Clients who want to donate more than the prescribed limits to charity. The $100,000 maximum QCD does not apply to the charitable deduction limit. This may be able to help some clients make charitable contributions in excess of 50 percent of their adjusted gross income.
(4) Clients with stock that hasn’t appreciated much. Anything that is donated to charity via a QCD will be considered deferred taxable income. Donating appreciated securities directly to a charitable organization provides a double tax benefit. Not only are the contributions deductible, but no tax is owed for the appreciation in the securities.
A QCD doesn’t provide the same benefit. But if the appreciated value of the stock is small (or even negative), the client might as well take advantage of the other benefits the QCD offers.
(5) Clients who do not already donate to donor-advised funds. The only eligible recipients of QCD donations are public charities. It’s also worth pointing out: The procedure is fairly exacting. To make a contribution, the trustee or custodian for the client’s IRA must make a transfer from the IRA directly to charity. The money must come directly from the IRA; the transaction doesn’t qualify if the trustee or custodian puts the IRA money into a non-IRA account of the client’s, such as a checking account, before the money goes to the charity.

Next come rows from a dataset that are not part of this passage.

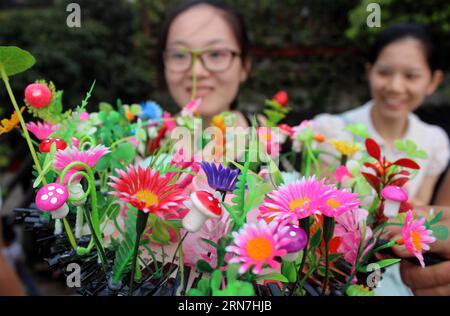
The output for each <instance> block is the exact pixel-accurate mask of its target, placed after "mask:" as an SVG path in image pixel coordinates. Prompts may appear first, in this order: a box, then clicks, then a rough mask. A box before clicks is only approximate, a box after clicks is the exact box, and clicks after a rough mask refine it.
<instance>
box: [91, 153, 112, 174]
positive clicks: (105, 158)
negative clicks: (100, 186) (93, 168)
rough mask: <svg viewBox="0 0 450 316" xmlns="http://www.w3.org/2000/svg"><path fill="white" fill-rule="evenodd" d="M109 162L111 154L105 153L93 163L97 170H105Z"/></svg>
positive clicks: (95, 167) (110, 158)
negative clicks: (94, 165) (95, 163)
mask: <svg viewBox="0 0 450 316" xmlns="http://www.w3.org/2000/svg"><path fill="white" fill-rule="evenodd" d="M110 164H111V155H110V154H107V155H105V156H103V157H102V158H100V160H99V161H98V162H97V163H96V164H95V170H96V171H98V172H102V171H106V169H108V168H109V166H110Z"/></svg>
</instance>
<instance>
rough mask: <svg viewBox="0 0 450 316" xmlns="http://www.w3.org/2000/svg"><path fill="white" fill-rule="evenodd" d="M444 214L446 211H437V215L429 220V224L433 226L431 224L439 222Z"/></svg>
mask: <svg viewBox="0 0 450 316" xmlns="http://www.w3.org/2000/svg"><path fill="white" fill-rule="evenodd" d="M443 215H444V213H443V212H442V211H439V213H437V215H436V216H435V217H434V218H433V219H432V220H430V221H429V222H428V225H430V226H431V225H434V224H437V223H438V222H439V221H440V220H441V219H442V216H443Z"/></svg>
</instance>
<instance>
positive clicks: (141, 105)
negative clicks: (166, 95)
mask: <svg viewBox="0 0 450 316" xmlns="http://www.w3.org/2000/svg"><path fill="white" fill-rule="evenodd" d="M140 117H141V118H142V119H147V120H156V119H161V118H162V117H163V110H162V109H161V107H160V106H159V105H158V104H157V103H156V102H153V101H146V102H142V103H141V114H140Z"/></svg>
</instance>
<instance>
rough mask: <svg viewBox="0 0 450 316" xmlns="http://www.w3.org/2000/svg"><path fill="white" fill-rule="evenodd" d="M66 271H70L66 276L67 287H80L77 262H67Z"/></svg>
mask: <svg viewBox="0 0 450 316" xmlns="http://www.w3.org/2000/svg"><path fill="white" fill-rule="evenodd" d="M66 272H70V274H68V275H67V276H66V285H67V287H69V288H80V287H81V267H80V265H79V264H77V263H69V264H68V265H67V267H66Z"/></svg>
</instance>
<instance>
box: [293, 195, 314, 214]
mask: <svg viewBox="0 0 450 316" xmlns="http://www.w3.org/2000/svg"><path fill="white" fill-rule="evenodd" d="M310 201H311V199H310V198H308V197H304V198H300V199H297V200H294V201H292V202H291V204H289V208H290V209H291V211H295V209H296V208H303V207H305V204H308V203H309V202H310ZM306 206H307V205H306Z"/></svg>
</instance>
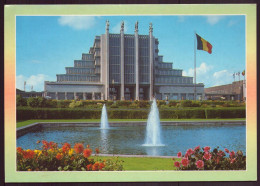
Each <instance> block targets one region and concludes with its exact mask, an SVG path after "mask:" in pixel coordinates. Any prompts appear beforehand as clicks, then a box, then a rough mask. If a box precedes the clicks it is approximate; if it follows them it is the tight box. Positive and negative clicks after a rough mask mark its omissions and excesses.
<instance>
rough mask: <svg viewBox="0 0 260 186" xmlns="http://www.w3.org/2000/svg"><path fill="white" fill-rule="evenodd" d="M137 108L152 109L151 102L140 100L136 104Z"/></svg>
mask: <svg viewBox="0 0 260 186" xmlns="http://www.w3.org/2000/svg"><path fill="white" fill-rule="evenodd" d="M134 103H135V104H136V105H137V107H136V108H149V107H150V102H149V101H145V100H139V101H135V102H134Z"/></svg>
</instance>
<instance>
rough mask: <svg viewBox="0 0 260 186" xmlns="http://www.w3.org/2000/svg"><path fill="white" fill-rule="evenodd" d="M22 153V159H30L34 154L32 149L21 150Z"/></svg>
mask: <svg viewBox="0 0 260 186" xmlns="http://www.w3.org/2000/svg"><path fill="white" fill-rule="evenodd" d="M22 153H23V158H24V159H32V158H33V156H34V154H35V153H34V151H33V150H27V151H23V152H22Z"/></svg>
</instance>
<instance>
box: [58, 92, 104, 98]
mask: <svg viewBox="0 0 260 186" xmlns="http://www.w3.org/2000/svg"><path fill="white" fill-rule="evenodd" d="M77 93H80V92H74V99H76V97H77ZM64 94H65V100H67V99H68V93H67V92H64ZM82 94H83V100H87V92H82ZM55 99H57V100H58V99H59V92H55ZM92 100H95V92H92ZM101 100H104V94H103V93H101Z"/></svg>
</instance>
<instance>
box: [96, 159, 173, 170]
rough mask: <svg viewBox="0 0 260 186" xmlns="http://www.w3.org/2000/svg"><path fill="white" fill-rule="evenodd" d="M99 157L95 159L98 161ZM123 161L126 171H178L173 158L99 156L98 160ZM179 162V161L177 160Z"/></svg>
mask: <svg viewBox="0 0 260 186" xmlns="http://www.w3.org/2000/svg"><path fill="white" fill-rule="evenodd" d="M96 158H97V157H94V159H96ZM117 158H118V160H123V163H122V165H123V168H124V170H125V171H136V170H147V171H148V170H176V167H174V165H173V163H174V161H173V160H172V158H150V157H141V158H140V157H109V156H99V157H98V159H101V160H103V159H112V160H114V161H116V159H117ZM176 160H177V159H176Z"/></svg>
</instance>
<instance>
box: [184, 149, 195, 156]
mask: <svg viewBox="0 0 260 186" xmlns="http://www.w3.org/2000/svg"><path fill="white" fill-rule="evenodd" d="M186 154H187V155H188V156H190V155H192V154H194V151H193V150H192V149H188V150H187V152H186Z"/></svg>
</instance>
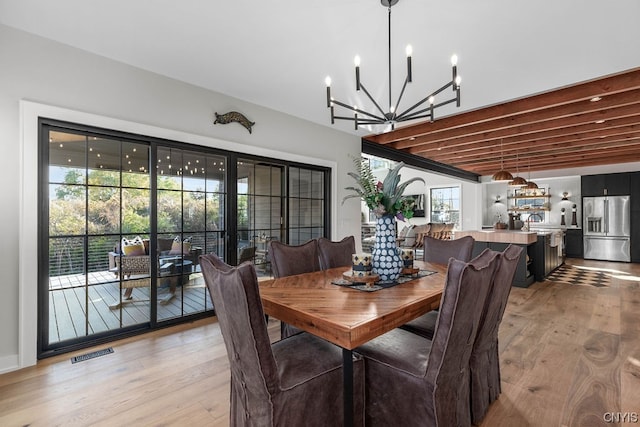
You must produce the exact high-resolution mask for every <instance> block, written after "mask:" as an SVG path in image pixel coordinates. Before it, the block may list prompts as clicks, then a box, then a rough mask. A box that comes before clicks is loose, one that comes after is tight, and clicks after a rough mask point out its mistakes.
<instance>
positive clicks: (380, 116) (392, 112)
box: [325, 0, 460, 130]
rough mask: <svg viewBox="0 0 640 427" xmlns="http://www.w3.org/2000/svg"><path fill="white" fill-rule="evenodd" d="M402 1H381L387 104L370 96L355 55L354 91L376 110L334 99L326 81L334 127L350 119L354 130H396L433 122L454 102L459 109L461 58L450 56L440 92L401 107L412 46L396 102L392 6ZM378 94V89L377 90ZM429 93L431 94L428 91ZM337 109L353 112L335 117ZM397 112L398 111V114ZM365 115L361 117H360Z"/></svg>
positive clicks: (336, 115)
mask: <svg viewBox="0 0 640 427" xmlns="http://www.w3.org/2000/svg"><path fill="white" fill-rule="evenodd" d="M398 1H399V0H381V4H382V6H384V7H385V8H387V10H388V30H389V31H388V41H389V43H388V47H387V48H388V52H387V53H388V55H387V58H388V62H389V64H388V79H389V83H388V88H387V89H388V100H385V101H386V102H378V101H377V100H376V99H374V98H373V96H372V95H371V94H370V93H369V91H368V90H367V88H366V87H365V83H364V82H363V81H362V80H361V79H360V65H361V59H360V56H359V55H355V57H354V59H353V62H354V64H355V70H354V71H355V73H354V74H355V90H356V92H358V93H364V95H365V96H366V97H367V98H368V99H369V100H370V101H371V103H372V104H373V105H374V106H375V107H376V109H377V112H376V110H375V109H374V111H369V112H367V111H366V108H367V107H364V106H363V107H362V108H363V109H360V108H357V107H355V106H352V104H351V103H346V102H342V101H340V100H339V99H334V98H333V97H332V96H331V87H330V85H331V83H330V80H329V79H326V80H325V82H326V91H327V94H326V104H327V108H328V109H329V111H330V117H331V124H335V121H336V120H349V121H353V122H355V128H356V129H358V126H366V127H367V128H369V127H370V126H372V125H383V124H384V125H389V124H390V125H391V126H390V127H391V130H393V129H394V128H395V124H396V123H400V122H404V121H408V120H418V119H423V118H428V119H429V120H430V121H431V122H433V120H434V117H435V116H434V110H435V109H436V108H439V107H442V106H444V105H447V104H449V103H451V102H455V105H456V107H460V86H459V85H460V78H459V77H458V70H457V65H456V64H457V63H458V56H457V55H453V56H451V64H452V70H451V79H450V80H449V81H448V82H447V83H446V84H445V85H444V86H442V87H441V88H440V89H438V90H437V91H435V92H431V95H426V96H425V97H424V98H422V99H421V100H420V101H418V102H417V103H415V104H413V105H412V106H411V107H408V108H406V107H401V105H403V104H402V96H403V94H404V92H405V88H406V86H407V84H409V83H412V64H411V61H412V55H413V47H412V46H411V45H410V44H409V45H406V46H405V52H406V55H407V57H406V63H407V65H406V67H407V69H406V70H407V76H406V78H405V80H404V84H403V85H402V89H401V90H400V94H399V95H398V96H397V99H396V100H394V99H393V96H392V95H393V94H392V83H391V69H392V67H391V6H392V5H395V4H397V3H398ZM448 88H451V89H452V90H453V92H454V96H453V97H452V98H451V99H445V98H448V97H445V98H442V99H439V100H438V104H435V94H439V93H441V92H442V91H444V90H445V89H448ZM376 91H377V88H376ZM427 93H429V92H427ZM427 102H429V103H430V105H429V106H428V108H420V106H424V105H425V104H426V103H427ZM383 105H389V109H388V110H387V112H384V111H383V108H384V107H382V106H383ZM334 108H338V109H344V110H348V111H351V112H352V113H353V114H352V115H342V114H339V115H336V114H335V111H334ZM396 110H397V111H396ZM361 113H362V114H361Z"/></svg>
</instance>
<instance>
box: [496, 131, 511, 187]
mask: <svg viewBox="0 0 640 427" xmlns="http://www.w3.org/2000/svg"><path fill="white" fill-rule="evenodd" d="M491 179H492V180H494V181H513V175H511V173H510V172H509V171H506V170H504V153H503V151H502V140H500V170H499V171H498V172H496V173H494V174H493V176H492V177H491Z"/></svg>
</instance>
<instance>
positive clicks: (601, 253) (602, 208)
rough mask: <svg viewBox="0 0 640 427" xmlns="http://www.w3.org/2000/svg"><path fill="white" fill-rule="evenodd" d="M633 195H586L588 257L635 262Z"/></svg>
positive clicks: (585, 228) (588, 258) (591, 257)
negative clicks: (631, 245)
mask: <svg viewBox="0 0 640 427" xmlns="http://www.w3.org/2000/svg"><path fill="white" fill-rule="evenodd" d="M630 205H631V203H630V197H629V196H602V197H583V198H582V218H583V224H584V227H583V233H584V258H585V259H599V260H605V261H626V262H631V250H630V246H631V226H630V221H631V217H630Z"/></svg>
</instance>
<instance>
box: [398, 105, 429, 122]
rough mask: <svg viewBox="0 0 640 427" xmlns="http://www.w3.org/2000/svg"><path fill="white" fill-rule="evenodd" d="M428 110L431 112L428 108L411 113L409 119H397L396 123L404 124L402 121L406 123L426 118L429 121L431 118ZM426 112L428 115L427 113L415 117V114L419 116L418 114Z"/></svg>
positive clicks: (406, 117)
mask: <svg viewBox="0 0 640 427" xmlns="http://www.w3.org/2000/svg"><path fill="white" fill-rule="evenodd" d="M430 110H431V109H430V108H425V109H424V110H420V111H416V112H415V113H413V114H412V115H411V116H410V117H405V118H403V119H399V120H396V121H397V122H404V121H407V120H415V119H424V118H427V117H428V118H429V119H431V118H432V116H431V112H430ZM426 111H429V113H427V114H422V115H420V116H418V115H417V114H420V113H424V112H426ZM432 121H433V120H432Z"/></svg>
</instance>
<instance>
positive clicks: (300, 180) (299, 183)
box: [297, 169, 311, 197]
mask: <svg viewBox="0 0 640 427" xmlns="http://www.w3.org/2000/svg"><path fill="white" fill-rule="evenodd" d="M297 184H298V186H299V187H300V197H311V171H310V170H308V169H300V177H299V179H298V183H297Z"/></svg>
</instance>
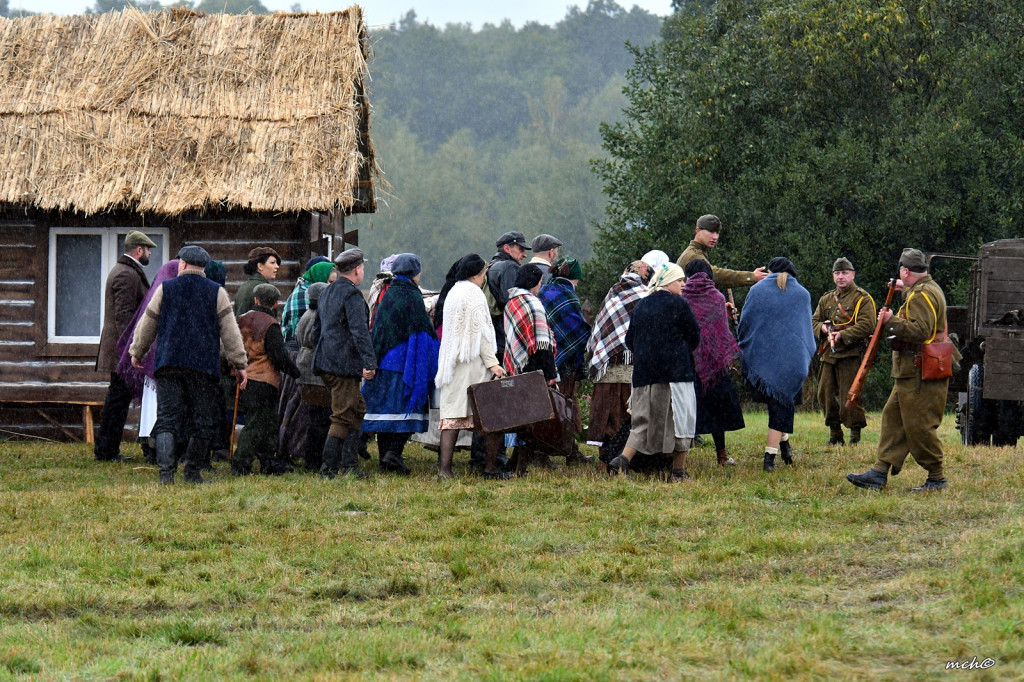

The law also doesn’t provide a way to correct mistakes, so it has to be done correctly the first time. It’s critical to get a letter of acknowledgment from the charity so that there’s a record of what happened should the IRS ever decide to investigate the transaction.
Most clients won’t fall under all of these parameters, so there will be a small population that is able to take advantage of the new permanence of the QCD. But all clients with IRAs, and all those making sizable charitable deductions, will appreciate knowing about the strategy.